POLA
PENDIDIKAN ISLAM
MASA KHULAFAUR RASYIDIN
Oleh:
DWI ARISWATI (2024214419)
AFIFAH (2024214401)
PENDIDIKAN GURU
RAUDATUL ATFAL
JURUSAN TARBIYAH
SEKOLAH TINGGI AGAMA
ISLAM NEGERI (STAIN)
PEKALONGAN
2015
A. PENDAHULUAN
Pendidikan Islam merupakan suatu hal
yang paling utama bagi warga suatu negara, karena maju dan keterbelakangan
suatu negara akan ditentukan oleh tinggi rendahnya tingkat pendidikan warga
negaranya. Salah satu bentuk pendidikan yang mengacu kepada pembangunan
tersebut, yaitu pendidikan agama adalah modal dasar yang merupakan tenaga
penggerak yang tidak ternilai harganya bagi pengisian aspirasi bangsa, karena
dengan terselenggaranya pendidikan agama secara baik akan membawa dampak
terhadap pemahaman dan pengamalan ajaran agama.
Pendidikan Islam bersumber kepada
Al-Qur’an dan Hadits adalah untuk membentuk manusia yang seutuhnya, yakni
manusia yang beriman dan bertakwa terhadap Allah SWT, dan untuk memelihara
nilai-nilai kehidupan sesama manusia agar dapat menjalankan seluruh
kehidupannya, sebagaimana yang telah ditentukan Allah dan Rasul-Nya, demi
kebahagiaan hidup di dunia dan akhira atau dengan kata lain, untuk mengembalikan
manusia kepada fitrahnya, yaitu memanusiakan manusia, supaya sesuai dengan
kehendak Allah yang menciptakan sebagai hamba dan khalifah di muka bumi.
Manusia adalah makhluk yang selalu
merindukan kesempurnaan, oleh karena itu dengan segala potensi yang dimilkinya,
manusia berusaha maju dan berkembang untuk mencapai kesempurnaannya itu.
Manusia setiap saat membutukan belajar dari lingkungan atau alam semesta dan
juga diperlukan pengaruh dari luar yang oleh Slamet Imam Santoso disebut dengan
istilah pendidikan.[1]
Dengan demikian, jelaslah bahwa
proses kependidikan merupakan rangkaian usaha membimbing, mengarahkan potensi
hidup manusia, dan kemampuan belajar yang dilandasi oleh nilai-nilai Islam,
paling tidak ada dua hal yang perlu diperhatikan tentang rumusan sejarah
pendidikan Islam.
Cabang ilmu pengetahuan yang
berhubungan dengan pertumbuhan dan perkembangan pendidikan Islam sejak zaman
Nabi Muhammad SAW sampai sekarang. Pendidikan Islam mulai dilaksanakan
Rasulullah setelah mendapat perintah dari Allah melalui firman-Nya QS. 74: 1-7,
langkah awal yang ditempuh oleh Nabi adalah menyeru keluarganya,
sahabat-sahabatnya, tetangga, dan masyarakat luas.

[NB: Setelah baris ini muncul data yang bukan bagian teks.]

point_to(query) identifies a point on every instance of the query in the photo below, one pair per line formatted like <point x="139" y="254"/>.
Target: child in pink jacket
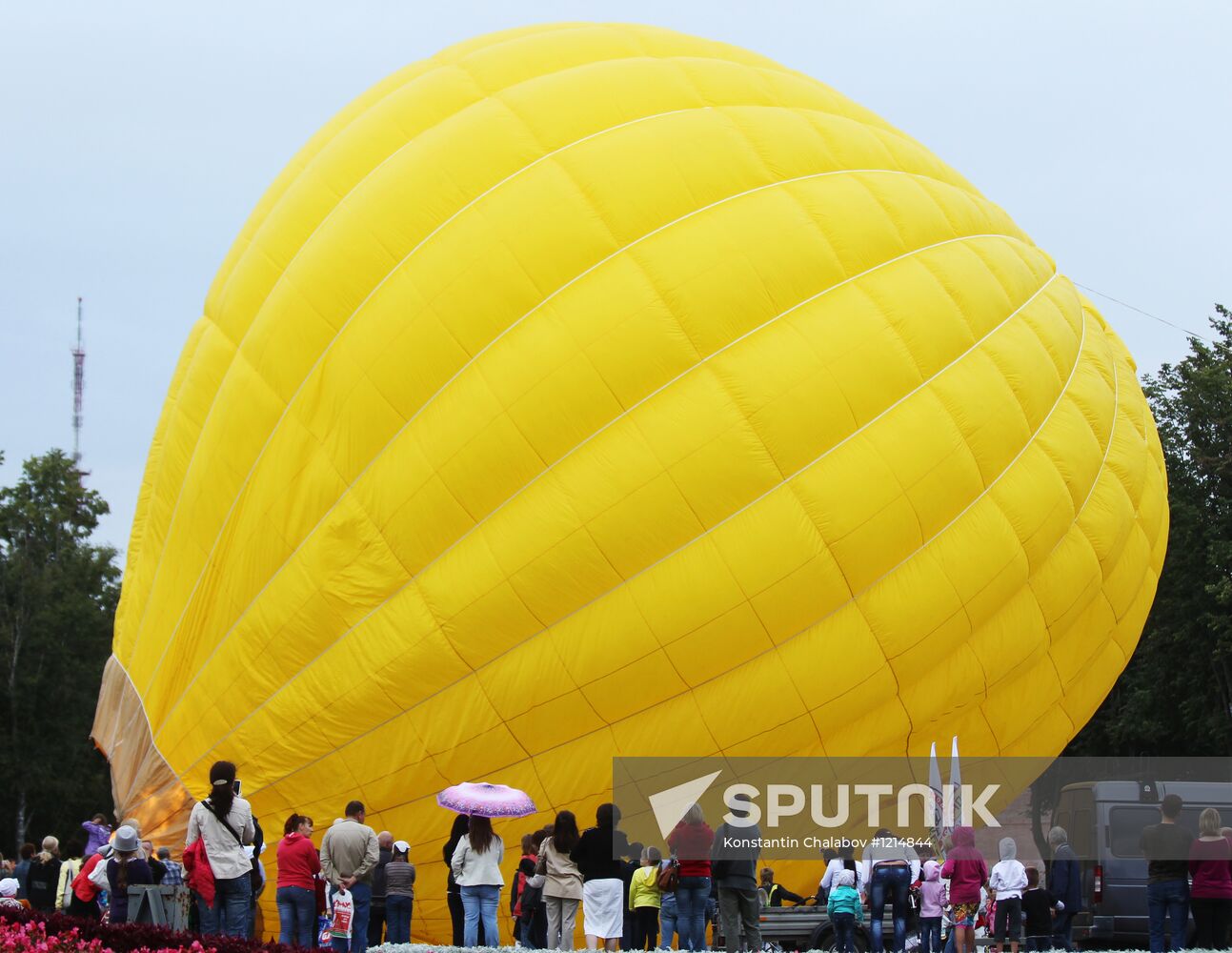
<point x="967" y="873"/>
<point x="932" y="902"/>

Pada masa Nabi, negara Islam
meliputi seluruh jazirah Arab dan pendidikan Islam berpusat di Madinah, setelah
Rasulullah wafat kekuasaan pemerintahan Islam dipegang oleh khulafaur rasyidin dan wilayah Islam
telah meluas di luar jazirah Arab. Para khalifah ini memusatkan perhatiannya
kepada pendidikan, syiarnya agama, dan kokohnya negara Islam.
Apa dan bagaimana pola pendidikan
yang diterapkan oleh para khulafaur
rasyidin pada masanya, sehingga dapat dijadikan perbandingan terhadap
proses pendidikan pada masa sekarang. Makalah yang sederhana ini akan mencoba
mengupas persoalan tersebut.
A.
MASA KEPEMIMPINAN KHULAFAUR RASYIDIN
1.
Masa Khalifah Abu Bakar As-Siddiq (632-634)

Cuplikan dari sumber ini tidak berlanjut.